We Need to Talk About Kevin
Marco's Rating: A
Directed by: Lynne Ramsay (Ratcatcher, Morvern Callar)
Starring: Tilda Swinton, John C. Reilly, Ezra Miller
Review: While not a horror film in the tradition sense, We Need to Talk About Kevin is the scariest film of 2011. It’s the exact type of cerebral horror story that will linger in your head days after you’ve seen it and that is infinitely scarier than seeing visceral blood and guts onscreen.
It should be noted that Kevin is anchored by a ferocious performance by Tilda Swinton. She plays the mother of a boy she has never fully understood. And while she has birthed this young man, it's clear through flashbacks that there is a very serious disconnect between mother and son. Instead of a loving bond their interaction is more of a cat-and-mouse game with horrific results.
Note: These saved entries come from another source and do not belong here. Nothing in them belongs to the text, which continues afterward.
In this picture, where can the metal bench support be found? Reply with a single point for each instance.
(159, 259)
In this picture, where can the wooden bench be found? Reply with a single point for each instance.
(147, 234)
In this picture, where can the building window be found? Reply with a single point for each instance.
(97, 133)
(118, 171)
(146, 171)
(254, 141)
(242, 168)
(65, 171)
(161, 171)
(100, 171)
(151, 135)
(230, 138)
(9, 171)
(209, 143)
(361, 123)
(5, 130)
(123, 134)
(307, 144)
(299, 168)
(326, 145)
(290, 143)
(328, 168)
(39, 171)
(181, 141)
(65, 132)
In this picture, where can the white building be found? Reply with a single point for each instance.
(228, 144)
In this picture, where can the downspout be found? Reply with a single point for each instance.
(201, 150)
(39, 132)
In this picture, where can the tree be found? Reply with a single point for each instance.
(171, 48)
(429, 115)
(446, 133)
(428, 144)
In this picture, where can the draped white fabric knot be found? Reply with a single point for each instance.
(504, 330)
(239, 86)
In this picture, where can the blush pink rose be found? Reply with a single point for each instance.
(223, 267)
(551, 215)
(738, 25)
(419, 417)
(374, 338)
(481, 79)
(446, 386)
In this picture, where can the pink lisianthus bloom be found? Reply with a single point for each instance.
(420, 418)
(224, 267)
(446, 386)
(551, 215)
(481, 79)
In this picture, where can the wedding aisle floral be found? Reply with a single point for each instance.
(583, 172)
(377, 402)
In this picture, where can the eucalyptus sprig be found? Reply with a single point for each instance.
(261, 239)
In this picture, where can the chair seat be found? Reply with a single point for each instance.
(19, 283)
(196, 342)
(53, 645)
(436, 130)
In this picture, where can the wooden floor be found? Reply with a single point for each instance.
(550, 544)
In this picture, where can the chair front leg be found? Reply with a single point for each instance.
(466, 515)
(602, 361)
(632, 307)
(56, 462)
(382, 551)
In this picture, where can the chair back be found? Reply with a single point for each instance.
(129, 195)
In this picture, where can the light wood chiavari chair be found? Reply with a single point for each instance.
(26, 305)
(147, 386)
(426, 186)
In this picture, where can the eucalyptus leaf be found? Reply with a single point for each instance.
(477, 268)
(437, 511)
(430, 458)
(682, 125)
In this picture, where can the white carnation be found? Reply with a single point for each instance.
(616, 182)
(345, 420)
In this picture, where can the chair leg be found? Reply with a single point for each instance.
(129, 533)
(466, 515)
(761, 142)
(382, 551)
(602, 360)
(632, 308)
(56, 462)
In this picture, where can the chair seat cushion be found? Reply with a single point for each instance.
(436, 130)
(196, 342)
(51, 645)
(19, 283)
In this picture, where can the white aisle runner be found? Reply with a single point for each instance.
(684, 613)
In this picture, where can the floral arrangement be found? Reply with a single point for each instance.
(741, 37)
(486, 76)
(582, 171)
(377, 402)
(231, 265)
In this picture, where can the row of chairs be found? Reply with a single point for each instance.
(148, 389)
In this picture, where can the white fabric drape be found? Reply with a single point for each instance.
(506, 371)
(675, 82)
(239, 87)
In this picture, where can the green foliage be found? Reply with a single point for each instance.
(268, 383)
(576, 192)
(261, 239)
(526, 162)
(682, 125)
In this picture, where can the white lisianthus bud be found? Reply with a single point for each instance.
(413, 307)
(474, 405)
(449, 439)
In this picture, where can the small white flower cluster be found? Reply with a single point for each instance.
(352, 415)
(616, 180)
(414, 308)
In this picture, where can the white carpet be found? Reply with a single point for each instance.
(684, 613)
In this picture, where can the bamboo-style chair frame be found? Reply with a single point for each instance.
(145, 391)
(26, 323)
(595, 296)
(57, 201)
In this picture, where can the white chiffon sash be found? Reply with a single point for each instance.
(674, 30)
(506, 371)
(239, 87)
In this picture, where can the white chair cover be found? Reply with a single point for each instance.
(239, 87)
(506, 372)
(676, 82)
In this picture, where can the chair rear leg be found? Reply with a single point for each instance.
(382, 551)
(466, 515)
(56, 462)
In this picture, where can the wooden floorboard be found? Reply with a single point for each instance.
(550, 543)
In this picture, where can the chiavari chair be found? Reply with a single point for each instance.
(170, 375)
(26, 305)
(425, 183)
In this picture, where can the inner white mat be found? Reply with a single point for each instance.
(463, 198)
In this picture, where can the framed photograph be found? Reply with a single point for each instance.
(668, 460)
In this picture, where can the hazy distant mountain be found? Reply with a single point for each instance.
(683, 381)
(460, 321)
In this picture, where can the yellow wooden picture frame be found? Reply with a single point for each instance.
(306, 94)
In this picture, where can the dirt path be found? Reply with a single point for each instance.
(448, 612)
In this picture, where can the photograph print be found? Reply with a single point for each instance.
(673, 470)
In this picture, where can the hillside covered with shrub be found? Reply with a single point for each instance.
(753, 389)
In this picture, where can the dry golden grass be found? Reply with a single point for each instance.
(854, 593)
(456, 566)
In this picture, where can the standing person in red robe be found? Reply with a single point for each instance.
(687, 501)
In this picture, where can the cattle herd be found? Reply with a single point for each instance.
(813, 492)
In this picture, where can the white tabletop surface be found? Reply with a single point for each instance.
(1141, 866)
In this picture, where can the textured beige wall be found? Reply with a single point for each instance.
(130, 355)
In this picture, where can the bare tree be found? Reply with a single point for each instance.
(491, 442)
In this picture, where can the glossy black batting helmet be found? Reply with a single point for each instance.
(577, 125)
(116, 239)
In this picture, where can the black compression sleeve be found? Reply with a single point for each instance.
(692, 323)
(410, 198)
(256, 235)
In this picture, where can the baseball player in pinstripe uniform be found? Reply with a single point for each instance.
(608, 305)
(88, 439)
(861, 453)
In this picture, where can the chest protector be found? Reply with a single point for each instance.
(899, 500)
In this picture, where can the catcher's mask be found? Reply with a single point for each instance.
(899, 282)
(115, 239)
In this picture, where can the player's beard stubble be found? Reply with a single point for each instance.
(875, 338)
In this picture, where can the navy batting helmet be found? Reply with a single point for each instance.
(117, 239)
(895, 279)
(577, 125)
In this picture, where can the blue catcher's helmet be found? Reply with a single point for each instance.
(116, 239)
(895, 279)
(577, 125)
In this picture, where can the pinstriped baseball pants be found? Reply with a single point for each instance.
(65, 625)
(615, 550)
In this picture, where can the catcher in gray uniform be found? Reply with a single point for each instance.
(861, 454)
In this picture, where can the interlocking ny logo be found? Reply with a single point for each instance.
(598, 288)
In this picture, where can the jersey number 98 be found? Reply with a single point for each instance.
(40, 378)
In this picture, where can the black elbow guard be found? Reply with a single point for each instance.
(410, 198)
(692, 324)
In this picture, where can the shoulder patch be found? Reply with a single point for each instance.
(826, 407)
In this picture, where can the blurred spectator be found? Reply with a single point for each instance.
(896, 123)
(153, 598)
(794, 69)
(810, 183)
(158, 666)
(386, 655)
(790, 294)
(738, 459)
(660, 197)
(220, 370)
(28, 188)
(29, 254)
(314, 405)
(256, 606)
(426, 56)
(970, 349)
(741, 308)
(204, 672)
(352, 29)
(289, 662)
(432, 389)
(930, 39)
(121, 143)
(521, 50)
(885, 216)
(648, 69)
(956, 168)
If Swinton is the anchor that grounds the film in emotional turmoil, young actor Ezra Miller is the catalyst that sets this family’s trainwreck in motion. The less said about the plot the better but it’s safe to say that We Need to Talk About Kevin is not only one of the most brutal films of 2011, but also one of the best.
Have you seen any of these yet? And what are you planning to see this weekend, if anything?